Thursday, September 1, 2011

Controlling cells’ environments: A step toward building much-needed tissues and organs



With stem cells so fickle and indecisive that they make Shakespeare’s Hamlet pale by comparison, scientists today described an advance in encouraging stem cells to make decisions about their fate. The technology for doing so, reported here at the 242nd National Meeting & Exposition of the American Chemical Society (ACS), is an advance toward using stem cells in “regenerative medicine” — to grow from scratch organs for transplants and tissues for treating diseases.
Human embryonic stem cells offer the unique ability to not only renew themselves, but to also differentiate into any one of the more than 200 cell types found in the human body.
“Stem cells have great potential in regenerative medicine, in developing new drugs and in advancing biomedical research,” said Laura L. Kiessling, Ph.D., who presented the report. “To exploit that potential, we need two things: first, reproducible methods to grow human stem cells in the laboratory, and second, the ability to make stem cells grow into heart cells, brain cells or whatever kind of cell. Our technology takes a different approach to both of these problems, and the results are very encouraging.”
Biologically, so-called pluripotent human embryonic stem cells have not made up their minds about what to become. That’s essential because these cells, which are derived from embryos, have the agility to develop into the hundreds of different kinds of cells in a fully-formed human body. But controlling their differentiation has also stood as a major barrier to making the stem cell dream come true and using these all-purpose cells in medicine.
Past approaches to growing and scripting the fate of stem cells have involved adding growth-regulating and other substances to cultures of stem cells growing in the laboratory. These conditions left scientists guessing about exactly what wound up in the stem cells. Kiessling and colleagues are pioneering a new approach that involves using chemically controlled surfaces.
Kiessling previously developed chemically modified plastic and glass surfaces that take much of the guess work out of growing stem cells in laboratory cultures. In the past, scientists grew stem cells on surfaces that contained mouse cells. That left scientists with nagging questions about possible contamination of stem cells with disease-causing animal viruses — a stumbling block for using stem cells in potential medical applications. And that growth system was what scientists term “undefined.” There were variations from batch to batch of mouse cells, and scientists never really knew what the stem cells were coming into contact with and how it might be changing them. The synthetic, chemically-defined, surfaces ended that uncertainty. The approach was inexpensive, simple and a much-needed advance in producing stem cells, Kiessling explained.
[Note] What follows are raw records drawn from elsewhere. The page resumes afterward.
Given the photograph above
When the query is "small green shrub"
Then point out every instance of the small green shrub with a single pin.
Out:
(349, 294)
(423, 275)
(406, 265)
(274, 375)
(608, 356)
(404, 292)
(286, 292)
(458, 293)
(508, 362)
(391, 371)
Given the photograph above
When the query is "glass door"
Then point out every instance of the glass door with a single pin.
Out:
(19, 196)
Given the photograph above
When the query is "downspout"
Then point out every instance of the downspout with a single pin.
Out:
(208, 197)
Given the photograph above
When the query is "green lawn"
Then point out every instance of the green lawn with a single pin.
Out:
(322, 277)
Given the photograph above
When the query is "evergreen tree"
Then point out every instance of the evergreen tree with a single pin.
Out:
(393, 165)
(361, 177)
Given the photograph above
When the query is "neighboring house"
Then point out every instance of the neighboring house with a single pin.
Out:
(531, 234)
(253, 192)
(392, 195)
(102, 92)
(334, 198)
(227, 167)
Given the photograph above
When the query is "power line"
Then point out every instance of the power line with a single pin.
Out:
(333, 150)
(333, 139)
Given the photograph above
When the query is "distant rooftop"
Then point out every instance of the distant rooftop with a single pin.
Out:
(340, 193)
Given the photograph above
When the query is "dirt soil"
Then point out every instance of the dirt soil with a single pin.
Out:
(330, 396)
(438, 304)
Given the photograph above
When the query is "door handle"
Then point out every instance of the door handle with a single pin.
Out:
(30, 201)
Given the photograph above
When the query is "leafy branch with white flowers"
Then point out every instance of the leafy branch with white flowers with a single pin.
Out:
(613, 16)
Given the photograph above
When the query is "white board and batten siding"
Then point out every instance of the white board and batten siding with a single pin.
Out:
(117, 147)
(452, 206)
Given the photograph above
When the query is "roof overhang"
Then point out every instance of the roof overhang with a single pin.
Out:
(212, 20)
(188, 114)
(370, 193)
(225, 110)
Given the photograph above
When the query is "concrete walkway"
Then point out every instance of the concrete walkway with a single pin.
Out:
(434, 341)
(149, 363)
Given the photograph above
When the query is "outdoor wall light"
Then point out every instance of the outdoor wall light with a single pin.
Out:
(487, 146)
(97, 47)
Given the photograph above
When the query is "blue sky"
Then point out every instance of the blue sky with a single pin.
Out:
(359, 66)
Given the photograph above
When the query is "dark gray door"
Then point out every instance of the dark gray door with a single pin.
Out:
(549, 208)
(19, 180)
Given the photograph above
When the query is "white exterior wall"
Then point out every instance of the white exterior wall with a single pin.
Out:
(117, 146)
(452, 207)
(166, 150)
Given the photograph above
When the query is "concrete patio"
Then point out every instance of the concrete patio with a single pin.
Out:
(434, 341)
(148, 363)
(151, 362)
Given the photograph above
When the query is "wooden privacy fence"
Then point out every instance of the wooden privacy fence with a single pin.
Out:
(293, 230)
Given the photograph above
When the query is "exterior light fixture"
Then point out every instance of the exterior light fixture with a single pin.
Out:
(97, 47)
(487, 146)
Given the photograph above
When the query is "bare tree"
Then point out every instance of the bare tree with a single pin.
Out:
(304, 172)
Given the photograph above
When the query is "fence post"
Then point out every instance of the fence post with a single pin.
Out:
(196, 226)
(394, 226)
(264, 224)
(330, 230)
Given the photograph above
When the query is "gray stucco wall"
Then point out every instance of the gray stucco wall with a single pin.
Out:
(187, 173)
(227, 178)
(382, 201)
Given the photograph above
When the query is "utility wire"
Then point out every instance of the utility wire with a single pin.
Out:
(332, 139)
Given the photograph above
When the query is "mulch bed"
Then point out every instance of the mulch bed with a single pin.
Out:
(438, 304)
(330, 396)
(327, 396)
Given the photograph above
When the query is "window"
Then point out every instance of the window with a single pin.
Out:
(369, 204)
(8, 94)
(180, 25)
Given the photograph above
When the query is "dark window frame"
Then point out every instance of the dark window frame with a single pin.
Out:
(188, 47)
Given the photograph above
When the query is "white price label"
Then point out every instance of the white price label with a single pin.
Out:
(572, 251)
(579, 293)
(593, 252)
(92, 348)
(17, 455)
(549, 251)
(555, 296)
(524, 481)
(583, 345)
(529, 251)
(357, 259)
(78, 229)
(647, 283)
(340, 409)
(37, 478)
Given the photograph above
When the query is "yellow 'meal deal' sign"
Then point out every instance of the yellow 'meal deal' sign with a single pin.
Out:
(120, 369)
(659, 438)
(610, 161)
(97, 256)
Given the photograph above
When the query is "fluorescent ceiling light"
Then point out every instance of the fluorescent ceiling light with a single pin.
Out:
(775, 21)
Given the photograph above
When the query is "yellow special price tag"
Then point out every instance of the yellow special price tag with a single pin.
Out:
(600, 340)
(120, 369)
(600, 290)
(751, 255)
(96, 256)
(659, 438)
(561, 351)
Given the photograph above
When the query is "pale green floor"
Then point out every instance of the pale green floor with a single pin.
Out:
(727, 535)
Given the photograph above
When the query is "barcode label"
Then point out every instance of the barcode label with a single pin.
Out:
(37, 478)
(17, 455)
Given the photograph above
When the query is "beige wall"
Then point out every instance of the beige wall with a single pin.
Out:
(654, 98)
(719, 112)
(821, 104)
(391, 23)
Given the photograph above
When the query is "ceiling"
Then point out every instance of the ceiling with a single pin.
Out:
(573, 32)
With the ability to grow stem cells on the synthetic surfaces under chemically defined, or known, conditions, Kiessling’s group took an additional step in their latest research. It found that chemically defined surfaces can exert control over signaling pathways. “Signaling” is how molecules talk to one another and get things done inside a cell. It’s how an immune cell knows to fight an infection or how a pancreatic cell determines that more insulin is needed in the bloodstream, for example. By controlling how molecules inside a stem cell communicate, researchers could someday in the future nudge them to become one type of cell or tissue over another.
To see whether a new chemically defined surface could change signaling in a pilot experiment, Kiessling tested cancer cells. The research involved use of a signaling substance, transforming growth factor-beta (TGF-beta), which controls a range of activities, from cell growth to self-destruction.
“The new surfaces give scientists much more control over cells, opening up a wide range of possible future applications,” Kiessling explained. Building directly on the results of the pilot study, the surfaces could have applications in wound healing. TGF- beta can help wounds heal, but if it touches healthy skin, inflammation or even a cancerous tumor could develop. “We haven’t done this, but you could imagine a bandage that has a localized concentration of the special peptide surface that would recruit TGF-beta just to the wound site,” said Kiessling.
The surfaces also could make it easier to manufacture organs and tissues in the laboratory someday. “We think that this strategy, with different sets of peptides (building blocks of proteins) bound to the surface, could direct certain human embryonic stem cells on the surface to become one type of cell and other stem cells to become a second cell type, right next to each other. For the tissue engineering involved in growing replacement organs, you need to organize specialized cells in particular ways like this.”